I appreciate that people are willing to publicize concerns like this, because predators do warrant ostracization. But “guilty until proven innocent” is an irresponsible mindset, and this post is very guilty of it.

  1. First, I’ve never crossed state lines to visit a minor, ew?? This is a really gross lie, possibly made to grab people’s attention. It’s disturbing that someone would make up something like this, especially saying that I “self-admitted” to it, and exists nowhere in the attached document.
  2. The document they included is… about me detailing how I was abused by my ex in a relationship from about four years ago.

This post’s headline is a major callout against me, but the document is actually in my defense? This leaves me worried that they didn’t actually source (let alone read) what they’re spreading.

In other words:

  1. There’s misinformation going around about me.
  2. It’s spread from people who don’t seem to read what I have to say for myself.
  3. It’s discussing dirty laundry from years ago.
  4. It’s timed right after I have a major project release.

This should concern you, because it feels like it’s deliberate bad-faith misinformation, which deserves further interrogation.

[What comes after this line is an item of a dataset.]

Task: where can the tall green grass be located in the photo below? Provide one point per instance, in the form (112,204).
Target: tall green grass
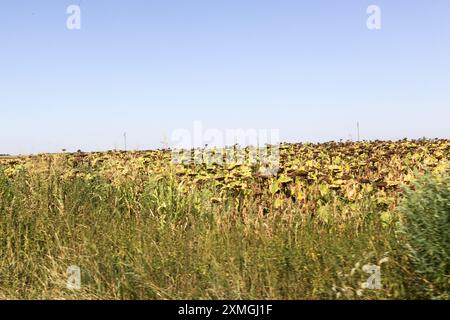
(151,240)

In general, the claims people make about me have been verifiably false for a long time, it’s just that nobody has actually ever cared about me being sexually abused. Here’s a huge document I wrote years ago that goes into more detail about it.

But, in case you aren’t interested in reading that, here’s some major points from it. Content warning for abuse:

This same ex is responsible for the original allegations being spread about me. Not only are their claims impossible to verify, but they have never been as severe as what they actually did to me.

The entire relationship was characterized by stripping me of options and consent, since they would threaten self-harm or threaten suicide whenever I ever did something they disliked. After I finally cut them out of my life, they took the things I said — the things I said in the interest of them not killing themselves — and used it to frame me as a predator.


That’s all I have to say.

I do want to emphasize that people’s concerns about me are valid, especially because I was never in the position (nor mental state) to ever respond to these claims properly in the first place.

I hold no ill will towards those who are spreading them now. Your heart is in the right place, and these things are really scary. But please know that the claims are flaky, not to mention completely unrepresentative of how I was four years ago, let alone now.

It’s been causing a lot of distress for me to have to deal with this again, thanks to people sensationalizing my trauma. I left my old community so I could move on, so leave me alone, please.

If you see anyone else that’s dubious of me and my past (and reasonably so!), could you do me a favor and link them this post? I would appreciate it, thank you.